The Eviction Resolution Program can help connect a tenant to rent assistance programs, deter eviction, and pay off the debt to the landlord.

But should a case go to court, the new law guarantees a person’s right to a lawyer, even if they can’t afford one. Previously, only about 8% of tenants facing eviction were represented by an attorney, according to a 2019 University of Washington study. Proponents of the new law argued that the power imbalance favored landlords.

Now landlords are forced to confront a client with the right to an attorney.

“Some hearings last up to four hours. Eviction notices really didn’t exist like they do now,” Spokane County Bar Association executive director Julie Griffith wrote in an email to The Spokesman-Review.

Often, cases brought to court do not meet the standards for eviction under new state law.

“Right to Counsel’s attorneys have the ability to contest these evictions and maintain the tenancy,” Griffith said.

The Tenants Union of Washington State has made efforts to make tenants aware of these rights.

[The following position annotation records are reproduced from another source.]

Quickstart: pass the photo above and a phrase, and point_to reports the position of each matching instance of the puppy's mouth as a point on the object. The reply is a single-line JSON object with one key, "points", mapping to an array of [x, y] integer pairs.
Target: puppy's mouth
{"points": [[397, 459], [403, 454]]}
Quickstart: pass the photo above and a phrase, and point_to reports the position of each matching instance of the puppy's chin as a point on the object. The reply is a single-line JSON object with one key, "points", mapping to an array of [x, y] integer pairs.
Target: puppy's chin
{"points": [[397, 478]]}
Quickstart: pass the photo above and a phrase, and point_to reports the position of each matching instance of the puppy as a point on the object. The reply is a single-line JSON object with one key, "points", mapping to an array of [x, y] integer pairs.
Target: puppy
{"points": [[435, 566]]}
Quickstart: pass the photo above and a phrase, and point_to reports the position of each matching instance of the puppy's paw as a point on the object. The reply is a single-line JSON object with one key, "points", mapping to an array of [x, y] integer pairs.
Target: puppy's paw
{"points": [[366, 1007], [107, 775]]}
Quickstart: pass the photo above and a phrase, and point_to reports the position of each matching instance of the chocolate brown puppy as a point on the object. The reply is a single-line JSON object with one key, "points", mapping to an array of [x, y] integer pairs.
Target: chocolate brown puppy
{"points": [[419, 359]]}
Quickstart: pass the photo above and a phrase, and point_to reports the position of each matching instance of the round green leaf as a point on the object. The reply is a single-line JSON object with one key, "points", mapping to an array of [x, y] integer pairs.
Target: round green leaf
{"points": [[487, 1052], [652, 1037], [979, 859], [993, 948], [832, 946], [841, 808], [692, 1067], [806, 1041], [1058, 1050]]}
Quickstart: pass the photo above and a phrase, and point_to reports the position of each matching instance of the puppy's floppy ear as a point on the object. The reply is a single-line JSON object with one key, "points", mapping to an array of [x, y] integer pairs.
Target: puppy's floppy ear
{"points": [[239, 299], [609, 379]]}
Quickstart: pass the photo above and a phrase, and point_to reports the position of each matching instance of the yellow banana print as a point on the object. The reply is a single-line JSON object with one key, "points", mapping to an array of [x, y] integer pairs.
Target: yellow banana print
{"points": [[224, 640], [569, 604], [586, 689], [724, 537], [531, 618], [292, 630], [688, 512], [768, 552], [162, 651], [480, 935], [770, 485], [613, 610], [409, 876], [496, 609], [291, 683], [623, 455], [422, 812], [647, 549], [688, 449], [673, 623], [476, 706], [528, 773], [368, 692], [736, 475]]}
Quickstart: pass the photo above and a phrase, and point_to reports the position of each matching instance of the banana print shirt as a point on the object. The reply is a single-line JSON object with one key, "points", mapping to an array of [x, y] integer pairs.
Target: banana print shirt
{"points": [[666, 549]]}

However, many don’t realize they have access to an attorney, according to Terri Anderson, Spokane director of the Tenants Union of Washington. She has warned officials that many tenants are agreeing to leave rather than fight the eviction.

Anderson is also concerned that landlords are simply choosing not to evict because of unpaid rent, but instead because of one of the other options still allowed under state law, such as evictions. B. Failure to comply with rental terms.

“When tenants don’t show up in court, not only do they get served with a default judgment, but they never know they’re entitled to a free attorney,” Anderson said.

Knabb fears that landlords will massively increase rents in order to squeeze out tenants.

“Our attorneys believe aggressive use of such notices leads to a significant number of ‘self-evictions’ and defaults,” Knabb said.